Here was the previous year picture. There were 2,813 dice in the aquarium then.

That is a huge data point and potential advantage when making a guess. I drew in some lines on the current challenge.

We now know a big triangle has about 2813 dice. We can clearly see two big triangles in the current aquarium, but they have some overlap. The challenge is to figure out how many dice are in the intersection of the two triangles so we can math it up. Triangle 1 + Triangle 2 – Intersection = # of dice in aquarium.

Or

2813 + 2813 – intersection = ???

By drawing a line straight down in the middle of the intersection, we can make two right triangles. That makes the math a bit easier. Then we need to start counting. I counted length and height for both the big triangle and the little intersection triangle. My count of the big triangle was 22 dice wide by 12 tall. We don’t need to worry about the depth because it is all the same depth.

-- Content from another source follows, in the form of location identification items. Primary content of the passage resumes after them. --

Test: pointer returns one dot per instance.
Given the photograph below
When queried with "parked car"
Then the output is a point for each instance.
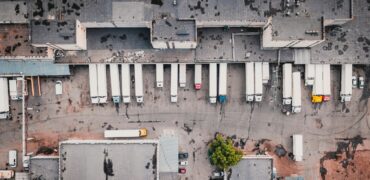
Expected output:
(183, 155)
(183, 163)
(182, 170)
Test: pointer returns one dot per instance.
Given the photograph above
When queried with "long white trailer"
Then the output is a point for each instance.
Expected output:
(222, 84)
(212, 83)
(258, 81)
(4, 98)
(102, 83)
(159, 75)
(346, 83)
(296, 95)
(182, 75)
(126, 83)
(93, 82)
(174, 81)
(139, 83)
(309, 76)
(317, 89)
(249, 81)
(198, 76)
(287, 83)
(114, 82)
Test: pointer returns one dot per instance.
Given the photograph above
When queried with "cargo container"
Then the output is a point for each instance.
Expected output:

From the previous year, we know that 2813 dice occupied 22×12 triangle. Convert that 22×12 triangle into area (multiply height x base and divide by 2).

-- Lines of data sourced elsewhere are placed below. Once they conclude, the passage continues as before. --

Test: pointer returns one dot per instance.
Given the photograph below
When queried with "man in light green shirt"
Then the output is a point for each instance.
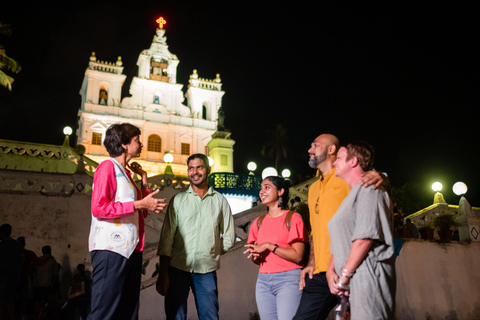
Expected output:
(198, 228)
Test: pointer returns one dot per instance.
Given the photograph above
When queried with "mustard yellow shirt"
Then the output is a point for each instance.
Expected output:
(324, 197)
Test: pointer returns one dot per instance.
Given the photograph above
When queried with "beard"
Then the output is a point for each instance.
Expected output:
(313, 163)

22 x 12 / 2 = 132 area. 2813 total dice divided by area (132) = 21.31 dice for each cube of dice volume.

Now count the little triangle. I got 10×4. Each little triangle would have an area of 10×4/2 = 20, but there are two little triangles so it is just like a rectangle.

We now have enough information to make an educated guess.

The intersection is 40 area x 21.31 dice per area unit = 852 dice in the intersection.

2813 + 2813 – 852 = 4774 dice in the aquarium.

There is one more thing that we can do to get a competitive advantage. That is look at everyone else’s guess! By finding the biggest available range of non-guesses we can maximize our odds of winning. If someone guessed 1 and someone else guessed 3, you wouldn’t want to guess 2 and lock yourself to a single number.

Since this challenge was posted publicly to Facebook, it is really easy to grab all of the other guesses and put them into a spreadsheet. I used a free tool called FacePager. It lets you quickly dump all of the posts, comments, etc. from a public page into a spreadsheet. Then you can massage the data as you like. For instance, the simplest way of finding a big gap between guesses is to create a second column next to the original column. Do a simple A2-A1 formula and extend it all the way down the second column. The bigger the number, the bigger the spread in guesses. Look for the biggest spread near the estimate we arrived at above (4774). In my case, someone had already guessed 4779, so I simply did 1 more than that at 4780. That bought be about 20 possible numbers to win. All of that guesstimating improved our odds of winning from 1/800 or 0.125% to about 1/100 or 1%. That doesn’t sound like a lot, but it is nearly a tenfold increase in the likelihood of winning. Not to shabby for a few minutes of work!

So there you have it. Now that you know my secret, I’ll have to off you.

Oh, you’re asking how many dice are actually in the aquarium? I don’t know yet, some unlucky bugger is still counting them!